All normally distributed continuous variables are presented as mean ± SD, non-normally distributed continuous variates are presented as median (25 percentile, 75 percentile), and categorical variables are expressed as percentages. Data analyses were performed using SPSS statistical software (version 20.0; SPSS Inc, Chicago, IL). Between groups, categorical variables were compared with chi-square test (Pearson), normally distributed continuous variables were compared with T test and non-normally distributed continuous variables with rank sum test. All suspected potential risk factors were included in a multivariate logistic regression analysis with hypertension status as the dependent variable after adjustment for potential confounding factors. All tests were performed 2-tailed, and P-values less than 0.05 were considered as statistically significant.
As for the prediction models, a machine learning method, mainly support vector machine (SVM) was used for the estimation of EH events and the effect of the risk factors. The “caret” package of R software was used for the construction of the present models. Details for R code and documentation can be found online (https://github.com/topepo/caret/). First of all, univariable analysis was performed for each environmental and genetic variable with SBP and DBP as dependent variable, respectively. Variables with a p value equal to or less than 0.05 were then taken into multivariable regression with SBP and DBP as dependent variable, respectively. During multivariable regression, all data was divided into training set and testing set to repeatedly optimize and verify the prediction model.

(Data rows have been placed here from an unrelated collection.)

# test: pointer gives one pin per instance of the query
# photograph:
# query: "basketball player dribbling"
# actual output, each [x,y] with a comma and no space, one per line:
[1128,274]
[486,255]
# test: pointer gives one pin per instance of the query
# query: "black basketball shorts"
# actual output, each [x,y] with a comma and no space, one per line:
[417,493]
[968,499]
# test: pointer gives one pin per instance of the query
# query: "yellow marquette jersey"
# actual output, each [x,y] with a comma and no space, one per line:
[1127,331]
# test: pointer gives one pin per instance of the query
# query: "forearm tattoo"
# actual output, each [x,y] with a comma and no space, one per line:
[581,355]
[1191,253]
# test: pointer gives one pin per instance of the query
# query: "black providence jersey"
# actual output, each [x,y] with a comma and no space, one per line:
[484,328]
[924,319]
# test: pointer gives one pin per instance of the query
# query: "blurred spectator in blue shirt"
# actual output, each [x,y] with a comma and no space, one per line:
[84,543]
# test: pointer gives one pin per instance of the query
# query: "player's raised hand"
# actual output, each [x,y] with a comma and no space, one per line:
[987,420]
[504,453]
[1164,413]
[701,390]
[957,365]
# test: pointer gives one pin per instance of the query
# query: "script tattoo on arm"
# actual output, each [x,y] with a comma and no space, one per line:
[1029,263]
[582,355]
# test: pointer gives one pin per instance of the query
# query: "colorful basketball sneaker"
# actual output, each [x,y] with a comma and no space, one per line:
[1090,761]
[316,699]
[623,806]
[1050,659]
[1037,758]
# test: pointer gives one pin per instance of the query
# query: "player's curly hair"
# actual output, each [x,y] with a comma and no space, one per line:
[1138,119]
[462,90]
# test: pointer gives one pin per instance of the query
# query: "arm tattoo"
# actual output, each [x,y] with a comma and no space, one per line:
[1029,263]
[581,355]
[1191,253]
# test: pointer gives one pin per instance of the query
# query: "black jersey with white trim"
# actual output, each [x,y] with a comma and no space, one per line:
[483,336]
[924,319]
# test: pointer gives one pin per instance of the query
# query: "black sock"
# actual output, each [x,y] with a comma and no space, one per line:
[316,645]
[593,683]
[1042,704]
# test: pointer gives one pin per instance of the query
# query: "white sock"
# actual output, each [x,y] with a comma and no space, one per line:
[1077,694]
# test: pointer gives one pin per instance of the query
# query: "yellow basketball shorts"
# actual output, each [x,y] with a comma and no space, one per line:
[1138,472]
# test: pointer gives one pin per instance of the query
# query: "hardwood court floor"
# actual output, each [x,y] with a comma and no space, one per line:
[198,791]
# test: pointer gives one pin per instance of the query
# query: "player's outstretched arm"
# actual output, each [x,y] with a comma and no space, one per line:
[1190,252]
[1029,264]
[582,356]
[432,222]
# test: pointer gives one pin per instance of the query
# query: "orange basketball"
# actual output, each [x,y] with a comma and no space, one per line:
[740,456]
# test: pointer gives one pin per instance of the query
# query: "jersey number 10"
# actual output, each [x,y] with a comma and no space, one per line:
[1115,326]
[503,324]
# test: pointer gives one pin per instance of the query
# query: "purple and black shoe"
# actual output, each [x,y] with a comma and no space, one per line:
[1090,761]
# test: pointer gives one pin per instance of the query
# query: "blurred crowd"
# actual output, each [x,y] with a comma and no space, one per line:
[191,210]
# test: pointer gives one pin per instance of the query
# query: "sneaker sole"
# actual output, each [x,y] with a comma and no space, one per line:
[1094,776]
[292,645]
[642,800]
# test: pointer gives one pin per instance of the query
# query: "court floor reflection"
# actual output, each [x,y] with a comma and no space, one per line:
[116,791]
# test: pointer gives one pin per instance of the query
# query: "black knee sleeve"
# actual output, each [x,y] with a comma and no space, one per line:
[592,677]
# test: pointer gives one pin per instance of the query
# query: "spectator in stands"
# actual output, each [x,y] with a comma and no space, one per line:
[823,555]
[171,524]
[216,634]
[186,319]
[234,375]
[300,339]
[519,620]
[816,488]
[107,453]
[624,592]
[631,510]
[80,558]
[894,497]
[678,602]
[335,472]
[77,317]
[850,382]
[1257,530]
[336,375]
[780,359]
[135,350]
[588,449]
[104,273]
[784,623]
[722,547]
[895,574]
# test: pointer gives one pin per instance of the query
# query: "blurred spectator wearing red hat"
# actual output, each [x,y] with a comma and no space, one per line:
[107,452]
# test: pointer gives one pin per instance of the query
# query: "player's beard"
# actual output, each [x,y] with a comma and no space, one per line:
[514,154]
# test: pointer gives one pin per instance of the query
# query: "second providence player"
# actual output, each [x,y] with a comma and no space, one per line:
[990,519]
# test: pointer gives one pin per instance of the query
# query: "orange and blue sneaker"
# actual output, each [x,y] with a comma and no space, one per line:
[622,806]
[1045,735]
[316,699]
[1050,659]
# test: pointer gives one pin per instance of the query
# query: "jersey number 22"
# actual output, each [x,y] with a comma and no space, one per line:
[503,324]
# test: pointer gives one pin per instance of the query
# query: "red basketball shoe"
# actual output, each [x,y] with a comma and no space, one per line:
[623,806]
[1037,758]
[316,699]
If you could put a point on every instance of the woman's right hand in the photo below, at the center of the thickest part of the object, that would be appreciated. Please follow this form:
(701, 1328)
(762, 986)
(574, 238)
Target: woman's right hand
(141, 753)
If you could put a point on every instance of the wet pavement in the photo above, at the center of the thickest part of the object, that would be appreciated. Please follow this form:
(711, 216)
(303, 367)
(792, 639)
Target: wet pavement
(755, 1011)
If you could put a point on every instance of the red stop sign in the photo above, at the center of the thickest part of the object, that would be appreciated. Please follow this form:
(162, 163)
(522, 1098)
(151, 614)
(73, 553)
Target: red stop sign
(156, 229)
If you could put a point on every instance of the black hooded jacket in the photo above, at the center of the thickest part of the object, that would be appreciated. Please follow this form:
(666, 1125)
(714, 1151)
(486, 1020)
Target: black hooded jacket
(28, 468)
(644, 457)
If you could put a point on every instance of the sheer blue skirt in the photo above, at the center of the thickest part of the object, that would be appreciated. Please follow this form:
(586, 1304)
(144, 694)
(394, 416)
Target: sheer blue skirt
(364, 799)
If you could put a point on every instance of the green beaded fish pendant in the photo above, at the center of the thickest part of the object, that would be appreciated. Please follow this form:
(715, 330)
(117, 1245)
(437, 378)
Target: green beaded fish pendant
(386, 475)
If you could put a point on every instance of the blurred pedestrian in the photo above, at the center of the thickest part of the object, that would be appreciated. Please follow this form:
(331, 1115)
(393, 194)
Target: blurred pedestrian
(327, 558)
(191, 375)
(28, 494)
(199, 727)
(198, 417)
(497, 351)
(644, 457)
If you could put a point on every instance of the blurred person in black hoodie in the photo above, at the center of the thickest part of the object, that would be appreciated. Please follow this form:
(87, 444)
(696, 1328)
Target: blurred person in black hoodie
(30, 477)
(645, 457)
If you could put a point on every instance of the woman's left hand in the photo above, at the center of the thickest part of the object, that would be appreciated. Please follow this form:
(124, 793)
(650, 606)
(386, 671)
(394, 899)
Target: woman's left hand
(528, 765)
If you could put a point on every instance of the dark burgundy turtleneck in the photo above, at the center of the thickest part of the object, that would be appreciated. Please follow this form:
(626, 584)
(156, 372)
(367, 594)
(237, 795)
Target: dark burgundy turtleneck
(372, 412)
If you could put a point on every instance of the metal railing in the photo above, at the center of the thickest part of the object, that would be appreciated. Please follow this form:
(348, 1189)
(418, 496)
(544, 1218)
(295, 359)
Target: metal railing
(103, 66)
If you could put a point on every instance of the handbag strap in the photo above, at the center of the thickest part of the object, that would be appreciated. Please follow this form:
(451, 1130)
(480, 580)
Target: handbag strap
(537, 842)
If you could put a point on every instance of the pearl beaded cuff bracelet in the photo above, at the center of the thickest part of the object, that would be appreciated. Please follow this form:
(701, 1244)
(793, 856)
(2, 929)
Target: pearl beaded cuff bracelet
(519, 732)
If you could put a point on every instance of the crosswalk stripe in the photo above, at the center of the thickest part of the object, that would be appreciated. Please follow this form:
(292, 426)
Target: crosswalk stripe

Improvement in discrimination was assessed by comparing the area under the receiver operator characteristic curves (AUC) after genetic risk factors were adopted into the present prediction models.
Several baseline demographic, anthropometric and clinical characteristics of the participants are presented in Table 1. In total, 965 participants (41.8% women) were included in present study, 376 in EH group and 589 in NT group. Mean age is 52.79 ± 8.79 in EH group and 51.55 ± 7.95 in NT group. Male accounts for 59.6% in EH group and 56.9% in NT group. Missing data in each continuous variable account for less than 5% and was filled with mean value in normally distributed continuous variables and with median in non-normally distributed continuous variables.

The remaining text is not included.